Each year the Farm Bureau members try to add topics to make the event exciting.

“The past few years we had the mobile dairy here but due to schedule conflicts they couldn’t come this year,” Owens said. “We ended up replacing that with live animal presentations.”

Another new addition this year was Ag Jeopardy, which took the place of the Farmers’s Scramble.

“For Ag Jeopardy the students were asked questions related to agriculture and then given a prize that related to that industry,” Owens explained.

For example, if a beef question was asked and then answered the student received beef jerky.

“We even had a beekeeping question and the students that answered correctly got a honey packet,” she said. “We wanted to expose the students to different parts of agriculture and give them something that tied into that to help them remember.”

There was also a large tractor and combine and planter so the students could get up close to the equipment used by farmers.

According to Owens, one of the goals of Earth Day is to show students how agriculture is all around them.

“We still want to impress on the kids that the grain crops in our county, including wheat, corn and soybeans not only provide food, but other things used in everyday life,” she explains. “The message we want to pass on is that no matter where they are, agriculture influences everyday life.”

When it comes to making the event a success, Owens said it takes more than a record number of students.

“There is no way I could do this without my counterparts from the other county Farm Bureau offices, area farmers, volunteers and sponsors,” she said.

One very important group of volunteers Owens feels lucky to have help her are the area FFA students.

“We had 45 to 50 FFA members helping this year from Neodesha, Fredonia, Cherryvale, Erie, Girard and Labette County,” Owens explained. “We also had several collegiate Farm Bureau members from Coffeyville Community College helping.”

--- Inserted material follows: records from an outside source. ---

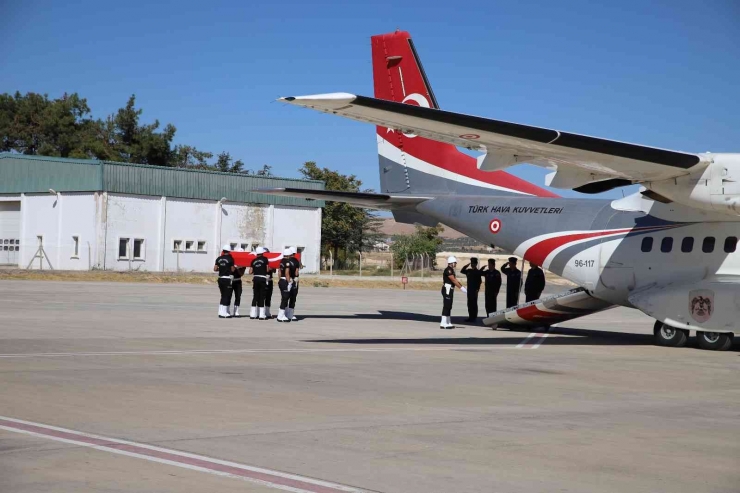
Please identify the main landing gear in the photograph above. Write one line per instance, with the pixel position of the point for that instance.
(665, 335)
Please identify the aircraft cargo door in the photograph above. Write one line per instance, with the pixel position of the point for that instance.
(10, 232)
(617, 277)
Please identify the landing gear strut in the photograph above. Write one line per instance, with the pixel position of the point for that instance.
(665, 335)
(716, 341)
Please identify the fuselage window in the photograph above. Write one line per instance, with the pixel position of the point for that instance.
(647, 244)
(666, 245)
(730, 244)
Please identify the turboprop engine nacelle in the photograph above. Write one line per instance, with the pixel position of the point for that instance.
(715, 187)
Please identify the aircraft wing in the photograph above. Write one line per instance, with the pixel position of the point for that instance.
(586, 164)
(360, 199)
(548, 311)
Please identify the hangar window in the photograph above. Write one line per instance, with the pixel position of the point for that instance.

The other key element to making Earth Day a success, according to her, is the help from the sponsors.

“We have such a list of wonderful sponsors and almost all of them are businesses related to agriculture,” she said. “The support we get from them is crucial in order to put this on.”

Every year the students who attend the event leave with a wealth of information about how important agriculture is but they also leave with something to help them remember their experience at Earth Day.

“Every student that comes to Earth Day receives a redbud tree to take home and plant,” Owens said. “This has been a really important part of Earth Day, especially for me. When I drive around in the spring and see a redbud tree blooming I wonder if it was someone that came to Earth Day.”

Although it takes a lot of planning, a lot of footwork and a lot of people to pull off an event of this size, according to Owens, it is all worthwhile.

“This is an important educational event for our kids. The Lord blesses us in many ways and he helps us make it good for the kids,” she concluded.